Intrinsic Auricular Muscle Zone Stimulation Improves Walking Parameters of Parkinson's Patients Faster Than Levodopa in the Motion Capture Analysis: A Pilot Study

It has been demonstrated that intrinsic auricular muscles zone stimulation (IAMZS) can improve the motor symptoms of Parkinson's disease (PD) patients who are examined with the Unified Parkinson's Disease Rating Scale (UPDRS) motor scores. In the present pilot study, using motion capture technology, we aimed to investigate the efficacy of IAMZS compared to medication alone or in combination with medication. Ten PD patients (mean age: 54.8 ± 10.1 years) were enrolled. Each participant participated in three different sessions: sole medication, sole stimulation-20 min of IAMZS, and combined IAMZS (20 min) and medication. Each session was performed on different days but at the same time to be aligned with patients' drug intake. Motion capture recording sessions took place at baseline, 20, 40, and 60 min. Statistical analysis was conducted using one-way repeated measures ANOVA. Bonferroni correction was implemented for pairwise comparisons. The sole medication was ineffective to improve gait-related parameters of stride length, stride velocity, stance, swing, and turning speed. In the sole-stimulation group, pace-related gait parameters were significantly increased at 20 and 40 min. These improvements were observed in stride length at 20 (p = 0.0498) and 40 (p = 0.03) min, and also in the normalized stride velocity at 40 min (p-value = 0.02). Stride velocity also tended to be significant at 20 min (p = 0.06) in the sole-stimulation group. Combined IAMZS and medication demonstrated significant improvements in all the time segments for pace-related gait parameters [stride length: 20 min (p = 0.04), 40 min (p = 0.01), and 60 min (p < 0.01); stride velocity: 20 min (p < 0.01), 40 min (p = 0.01), and 60 min (p < 0.01)]. These findings demonstrated the fast action of the IAMZS on PD motor symptoms.
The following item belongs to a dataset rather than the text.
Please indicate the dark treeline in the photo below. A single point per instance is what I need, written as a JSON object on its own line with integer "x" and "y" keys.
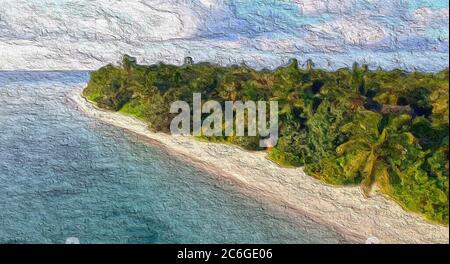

Moreover, following the termination of IAMZS, a prolonged improvement in symptoms was observed at 40 min. The combined use of IAMZS with medication showed the most profound improvements. The IAMZS may be particularly useful during medication off periods and may also postpone the long-term side effects of high-dose levodopa. A large scale multicentric trial is required to validate the results obtained from this pilot study. Clinical Trial Registration: www.ClinicalTrials.gov, identifier NCT03907007.

Concerning Auricular Vagal Nerve Stimulation: Occult Neural Networks

Auricular vagal nerve stimulation (AVNS) is an evolving neuromodulation technology that has a wide range of therapeutic applications across multiple disciplines of medical science. To date, AVNS results had been interpreted in the context of a monolog concept of the auricular branch of the vagus nerve (ABVN): that this is the sole network of the mechanism of action and/or structure in the auricular area of the stimulation in the context of activations in the brainstem nuclei, including the nucleus tractus solitarius (NTS), locus coeruleus (LC), trigeminal brainstem nuclei, and the nucleus cuneatus. This review considers the overlooked aspects of neural networks, connections, hijacking axons from cranial nerves and cervical sympathetic ganglions, the inhomogeneous distribution of perivascular sympathetic nerves, and intrinsic/extrinsic auricular muscles in the auricular zone that can explain the vagal and non-vagal nucleus activations in AVNS. In addition, the unique cortical representation of the human ear and interspecies differences in the auricula are discussed. The detailed auricular anatomy of the AVNS zone explored in the present study references structural and functional neural network information to overcome default designs and misinterpretations of existing research on AVNS to provide a better foundation for future investigations that use this modality.